1. Write the definition of exp(At). Present two selected methods for computing exp(AT).

  2. Write an Input/State/Output representation of a linear dynamical system. Present a general solution of this differential equation and justify your answer.

  3. Write the definition of controllability. Present the Kalman's controllability rank condition and the Hautus test. Prove one of the mentioned controllability tests.

  4. Write the definition of an A-invariant space. Prove that the image of the Kalman controllability matrix is an A-invariant space. Provide a geometric interpretation of controllability in terms of A-invariance and the image of B.

  5. Write the definition of a reachable system. Prove that each reachable state of the state space is a linear combination of columns of the Kalman controllability matrix.

  6. Write the definition of input - output equivalent representations. Then write the definitions of: controllability canonical form, controllable canonical form, observable canonical form and discuss their fundamental properties.

  7. Write theorems on decomposition of the pair (A,B) and on decomposition of the pair (C, A). Prove one of these theorems.

  8. Explain the pole placement control problem. Closed-loop interpretation of controllability: what is the relationship between controllability and the freedom of assigning the closed-loop poles to a state feedback control system? Justify it.

  9. Write and explain the Ackermann's formula. How to apply the Ackermann's formula to implement a pole-placement control for multi-input systems?

  10. Explain the concept of system stabilizability. Write the definition of the stabilizable eigenvalues. What is the relationship between stabilizability and stabilizable eigenvalues? What is the relationship between stabilizability and controllabiliy?

  11. Write the definition of observability. Present the Kalman and the Hautus observability tests. Prove one of them.

  12. Provide the geometric interpretation of observability in terms of A-invariance and the kernel of C. Justify it.

  13. Explain the concept of an observer. Discuss the construction of the Luenberger observer. Propose a sufficient condition for existence of a Luenberger observer and justify it.

  14. Explain the concept of a compensator, including the separation principle and the certainty equivalence principle. Write down the theorem on fundamental properties of a control system with a compensator and prove it.

  15. Explain the problem of Linear Quadratic Control. What is the necessary and sufficient condition for existence of the solution? Write the solution.

  16. Write the Algebraic Riccati Equation and theorems on fundamental properties of the solutions of this equation.

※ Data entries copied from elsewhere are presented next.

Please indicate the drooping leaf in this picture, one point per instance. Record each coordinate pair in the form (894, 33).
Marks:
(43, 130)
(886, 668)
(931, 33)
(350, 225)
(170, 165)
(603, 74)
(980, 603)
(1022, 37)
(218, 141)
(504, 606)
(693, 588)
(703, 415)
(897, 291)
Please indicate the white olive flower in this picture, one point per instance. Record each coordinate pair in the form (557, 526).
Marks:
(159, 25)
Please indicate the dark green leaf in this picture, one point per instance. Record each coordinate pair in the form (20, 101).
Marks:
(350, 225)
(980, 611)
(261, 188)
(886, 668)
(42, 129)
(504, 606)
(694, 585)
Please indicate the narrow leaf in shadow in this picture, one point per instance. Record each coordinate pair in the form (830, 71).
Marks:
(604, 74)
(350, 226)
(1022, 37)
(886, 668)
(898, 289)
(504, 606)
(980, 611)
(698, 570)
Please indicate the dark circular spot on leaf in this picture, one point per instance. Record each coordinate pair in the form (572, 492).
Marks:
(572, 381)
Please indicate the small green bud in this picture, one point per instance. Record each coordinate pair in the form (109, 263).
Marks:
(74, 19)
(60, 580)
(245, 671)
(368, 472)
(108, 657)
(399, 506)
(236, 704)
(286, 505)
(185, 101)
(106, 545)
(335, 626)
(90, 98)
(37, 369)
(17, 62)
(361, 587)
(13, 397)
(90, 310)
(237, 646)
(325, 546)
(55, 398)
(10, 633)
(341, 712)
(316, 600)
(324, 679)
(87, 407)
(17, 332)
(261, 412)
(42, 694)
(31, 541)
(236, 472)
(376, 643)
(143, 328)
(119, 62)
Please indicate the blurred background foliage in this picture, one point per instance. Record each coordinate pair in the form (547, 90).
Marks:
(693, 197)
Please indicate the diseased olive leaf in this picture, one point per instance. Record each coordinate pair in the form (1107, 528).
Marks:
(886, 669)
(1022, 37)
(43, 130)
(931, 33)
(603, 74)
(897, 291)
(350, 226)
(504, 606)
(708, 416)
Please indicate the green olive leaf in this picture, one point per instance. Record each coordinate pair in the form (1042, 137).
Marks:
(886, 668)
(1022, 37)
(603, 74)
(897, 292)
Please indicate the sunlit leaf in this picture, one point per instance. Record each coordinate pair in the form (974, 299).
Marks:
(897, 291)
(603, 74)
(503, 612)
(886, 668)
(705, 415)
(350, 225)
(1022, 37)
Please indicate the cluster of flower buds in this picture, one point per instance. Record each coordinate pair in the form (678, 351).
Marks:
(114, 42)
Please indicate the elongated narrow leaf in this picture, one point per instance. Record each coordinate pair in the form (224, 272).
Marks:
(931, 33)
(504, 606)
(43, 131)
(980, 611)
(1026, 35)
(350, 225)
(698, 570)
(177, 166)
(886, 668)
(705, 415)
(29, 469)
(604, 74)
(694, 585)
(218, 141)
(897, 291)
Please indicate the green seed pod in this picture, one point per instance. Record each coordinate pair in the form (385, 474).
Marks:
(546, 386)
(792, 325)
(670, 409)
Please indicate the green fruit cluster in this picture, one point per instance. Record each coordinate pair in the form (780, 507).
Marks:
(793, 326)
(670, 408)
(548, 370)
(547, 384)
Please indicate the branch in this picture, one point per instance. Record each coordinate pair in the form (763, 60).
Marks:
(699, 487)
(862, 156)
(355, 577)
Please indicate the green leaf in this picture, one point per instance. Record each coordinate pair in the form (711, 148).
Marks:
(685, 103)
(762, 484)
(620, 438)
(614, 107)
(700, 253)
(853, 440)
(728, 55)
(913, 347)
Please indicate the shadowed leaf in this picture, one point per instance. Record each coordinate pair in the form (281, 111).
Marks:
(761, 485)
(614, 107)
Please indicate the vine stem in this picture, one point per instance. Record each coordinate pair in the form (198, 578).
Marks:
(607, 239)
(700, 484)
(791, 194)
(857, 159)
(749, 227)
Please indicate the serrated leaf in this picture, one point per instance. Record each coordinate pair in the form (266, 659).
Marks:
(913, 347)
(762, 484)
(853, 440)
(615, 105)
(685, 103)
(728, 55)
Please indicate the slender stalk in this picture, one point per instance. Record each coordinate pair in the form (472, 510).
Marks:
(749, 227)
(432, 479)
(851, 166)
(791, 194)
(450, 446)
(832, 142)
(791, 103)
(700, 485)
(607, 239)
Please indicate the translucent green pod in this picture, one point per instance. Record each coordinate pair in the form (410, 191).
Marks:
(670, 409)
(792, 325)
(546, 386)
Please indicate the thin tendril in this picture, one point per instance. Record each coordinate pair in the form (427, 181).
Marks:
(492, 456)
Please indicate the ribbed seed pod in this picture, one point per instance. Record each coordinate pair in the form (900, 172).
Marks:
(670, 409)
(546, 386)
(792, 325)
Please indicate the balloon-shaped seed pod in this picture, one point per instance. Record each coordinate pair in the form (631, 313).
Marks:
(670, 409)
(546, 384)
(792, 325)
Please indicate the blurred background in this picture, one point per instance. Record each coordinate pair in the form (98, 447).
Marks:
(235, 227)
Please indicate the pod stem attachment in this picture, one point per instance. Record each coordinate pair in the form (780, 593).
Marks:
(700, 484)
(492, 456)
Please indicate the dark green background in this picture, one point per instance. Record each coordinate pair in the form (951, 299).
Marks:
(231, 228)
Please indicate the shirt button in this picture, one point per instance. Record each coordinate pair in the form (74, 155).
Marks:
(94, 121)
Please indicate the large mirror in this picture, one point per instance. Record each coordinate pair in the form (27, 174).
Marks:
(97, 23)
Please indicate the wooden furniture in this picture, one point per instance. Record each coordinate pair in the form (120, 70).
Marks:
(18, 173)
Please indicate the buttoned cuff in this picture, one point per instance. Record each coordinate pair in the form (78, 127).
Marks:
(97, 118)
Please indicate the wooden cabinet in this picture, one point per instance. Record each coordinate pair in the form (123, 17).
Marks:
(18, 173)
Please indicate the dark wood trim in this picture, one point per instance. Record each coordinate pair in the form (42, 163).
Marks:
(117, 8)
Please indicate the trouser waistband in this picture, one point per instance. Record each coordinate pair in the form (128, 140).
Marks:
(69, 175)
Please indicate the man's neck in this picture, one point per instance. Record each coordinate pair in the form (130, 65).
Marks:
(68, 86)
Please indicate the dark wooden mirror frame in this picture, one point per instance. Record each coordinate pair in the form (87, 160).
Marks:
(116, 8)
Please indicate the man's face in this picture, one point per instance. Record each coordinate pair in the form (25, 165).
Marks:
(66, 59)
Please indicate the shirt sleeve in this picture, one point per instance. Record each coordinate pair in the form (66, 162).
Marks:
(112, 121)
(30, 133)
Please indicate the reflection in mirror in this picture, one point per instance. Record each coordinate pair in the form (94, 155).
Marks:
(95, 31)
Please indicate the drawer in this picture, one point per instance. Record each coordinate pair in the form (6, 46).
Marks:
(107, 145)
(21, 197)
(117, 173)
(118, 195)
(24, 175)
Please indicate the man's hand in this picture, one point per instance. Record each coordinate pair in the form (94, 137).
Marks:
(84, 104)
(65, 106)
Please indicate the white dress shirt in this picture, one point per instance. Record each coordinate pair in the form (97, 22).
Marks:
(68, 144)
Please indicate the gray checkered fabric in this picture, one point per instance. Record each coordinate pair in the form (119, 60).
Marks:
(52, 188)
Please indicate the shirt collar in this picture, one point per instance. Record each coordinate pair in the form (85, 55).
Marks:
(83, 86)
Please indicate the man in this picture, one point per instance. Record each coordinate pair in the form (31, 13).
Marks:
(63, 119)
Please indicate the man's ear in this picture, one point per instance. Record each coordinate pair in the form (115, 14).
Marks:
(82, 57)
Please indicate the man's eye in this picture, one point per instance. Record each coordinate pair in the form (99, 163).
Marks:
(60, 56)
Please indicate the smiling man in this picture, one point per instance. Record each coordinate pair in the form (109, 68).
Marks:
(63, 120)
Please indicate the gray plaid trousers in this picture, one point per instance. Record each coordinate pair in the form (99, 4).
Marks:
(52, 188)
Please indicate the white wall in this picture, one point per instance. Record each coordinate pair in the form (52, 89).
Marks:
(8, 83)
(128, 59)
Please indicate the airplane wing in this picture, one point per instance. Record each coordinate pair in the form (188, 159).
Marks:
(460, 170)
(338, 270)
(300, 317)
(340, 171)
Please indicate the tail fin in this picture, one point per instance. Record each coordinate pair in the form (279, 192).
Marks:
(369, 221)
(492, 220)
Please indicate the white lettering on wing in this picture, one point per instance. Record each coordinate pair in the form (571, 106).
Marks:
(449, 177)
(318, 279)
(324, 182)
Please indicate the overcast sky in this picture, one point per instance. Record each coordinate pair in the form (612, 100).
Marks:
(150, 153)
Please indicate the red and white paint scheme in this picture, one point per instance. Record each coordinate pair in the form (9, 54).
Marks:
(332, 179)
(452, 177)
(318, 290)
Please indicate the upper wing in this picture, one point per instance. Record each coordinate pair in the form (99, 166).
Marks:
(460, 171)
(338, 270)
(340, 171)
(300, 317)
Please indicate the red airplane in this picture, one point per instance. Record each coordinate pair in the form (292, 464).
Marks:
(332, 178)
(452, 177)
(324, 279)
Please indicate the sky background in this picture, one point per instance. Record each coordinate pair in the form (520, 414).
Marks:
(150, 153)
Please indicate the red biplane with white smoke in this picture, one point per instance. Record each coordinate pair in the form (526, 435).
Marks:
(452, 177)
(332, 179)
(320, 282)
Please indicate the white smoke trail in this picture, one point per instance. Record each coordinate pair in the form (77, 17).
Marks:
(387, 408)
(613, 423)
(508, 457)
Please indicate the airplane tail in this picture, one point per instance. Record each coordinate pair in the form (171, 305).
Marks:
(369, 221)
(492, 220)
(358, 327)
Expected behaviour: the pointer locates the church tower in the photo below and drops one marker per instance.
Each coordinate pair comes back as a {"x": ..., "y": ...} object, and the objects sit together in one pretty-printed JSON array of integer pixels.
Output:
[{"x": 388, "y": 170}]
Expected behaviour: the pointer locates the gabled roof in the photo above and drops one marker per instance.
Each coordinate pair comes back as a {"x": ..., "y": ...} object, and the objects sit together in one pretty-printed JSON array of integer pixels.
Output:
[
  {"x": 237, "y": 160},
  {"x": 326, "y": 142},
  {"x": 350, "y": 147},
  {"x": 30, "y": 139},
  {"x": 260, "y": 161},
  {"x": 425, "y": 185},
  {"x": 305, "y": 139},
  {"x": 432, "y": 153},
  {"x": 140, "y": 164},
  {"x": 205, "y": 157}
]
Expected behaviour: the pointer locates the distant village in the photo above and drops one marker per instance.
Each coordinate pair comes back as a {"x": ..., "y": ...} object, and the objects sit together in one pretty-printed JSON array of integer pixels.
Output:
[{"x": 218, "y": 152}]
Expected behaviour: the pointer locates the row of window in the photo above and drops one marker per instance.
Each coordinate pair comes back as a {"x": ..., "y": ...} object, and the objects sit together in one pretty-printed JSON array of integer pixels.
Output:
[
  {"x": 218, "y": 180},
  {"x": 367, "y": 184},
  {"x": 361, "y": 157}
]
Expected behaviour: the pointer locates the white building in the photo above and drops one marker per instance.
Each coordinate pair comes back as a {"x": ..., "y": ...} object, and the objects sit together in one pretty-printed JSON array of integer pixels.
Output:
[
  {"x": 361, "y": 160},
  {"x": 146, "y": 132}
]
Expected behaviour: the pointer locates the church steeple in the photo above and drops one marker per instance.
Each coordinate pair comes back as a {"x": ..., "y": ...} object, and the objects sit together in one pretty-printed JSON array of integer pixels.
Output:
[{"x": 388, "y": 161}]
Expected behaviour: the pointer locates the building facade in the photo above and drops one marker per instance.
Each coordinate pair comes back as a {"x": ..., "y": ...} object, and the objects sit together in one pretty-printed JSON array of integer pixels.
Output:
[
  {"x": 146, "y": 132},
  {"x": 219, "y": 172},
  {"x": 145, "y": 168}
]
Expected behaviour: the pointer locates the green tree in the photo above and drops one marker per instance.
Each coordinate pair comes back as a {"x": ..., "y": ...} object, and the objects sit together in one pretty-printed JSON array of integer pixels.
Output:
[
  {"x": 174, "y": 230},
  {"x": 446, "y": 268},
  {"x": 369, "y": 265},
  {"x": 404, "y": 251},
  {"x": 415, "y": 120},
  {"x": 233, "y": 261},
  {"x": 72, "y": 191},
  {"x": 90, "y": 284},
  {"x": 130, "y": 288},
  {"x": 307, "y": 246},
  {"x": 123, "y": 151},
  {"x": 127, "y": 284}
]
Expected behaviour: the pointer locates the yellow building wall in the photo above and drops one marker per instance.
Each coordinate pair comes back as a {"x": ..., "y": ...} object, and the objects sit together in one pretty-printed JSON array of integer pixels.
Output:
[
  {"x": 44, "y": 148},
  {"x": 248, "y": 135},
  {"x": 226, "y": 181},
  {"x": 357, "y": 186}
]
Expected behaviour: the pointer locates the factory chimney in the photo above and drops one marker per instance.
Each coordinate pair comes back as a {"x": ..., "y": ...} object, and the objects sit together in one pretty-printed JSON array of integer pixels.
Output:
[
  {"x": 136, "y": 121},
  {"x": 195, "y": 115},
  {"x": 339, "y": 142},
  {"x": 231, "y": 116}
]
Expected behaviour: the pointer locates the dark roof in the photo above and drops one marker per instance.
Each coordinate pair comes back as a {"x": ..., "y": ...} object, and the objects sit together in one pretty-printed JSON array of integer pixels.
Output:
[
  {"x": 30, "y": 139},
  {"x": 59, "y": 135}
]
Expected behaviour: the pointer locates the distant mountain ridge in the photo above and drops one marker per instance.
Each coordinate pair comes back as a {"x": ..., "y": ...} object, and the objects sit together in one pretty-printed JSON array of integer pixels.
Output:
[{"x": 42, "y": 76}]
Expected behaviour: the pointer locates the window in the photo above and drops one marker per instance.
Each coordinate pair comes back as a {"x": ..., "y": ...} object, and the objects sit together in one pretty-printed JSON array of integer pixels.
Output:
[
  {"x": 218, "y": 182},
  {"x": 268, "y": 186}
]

  17. Provide the definition of the norm of a linear system induced by the 2-norm. Given a transfer function of the considered system, write the formula allowing to compute the 2nd induced norm of this system. Prove this formula.

  18. Explain the problem of H∞ Control. What is the necessary and sufficient condition for existence of the solution of the standard H∞ output feedback control problem? Write the solution.

  19. Pontryagin's maximum (or minimum) principle. Application to minimum energy control and to time optimal control (simple examples).

  20. Explain the idea of dynamic programming (including Bellman's principle of optimality).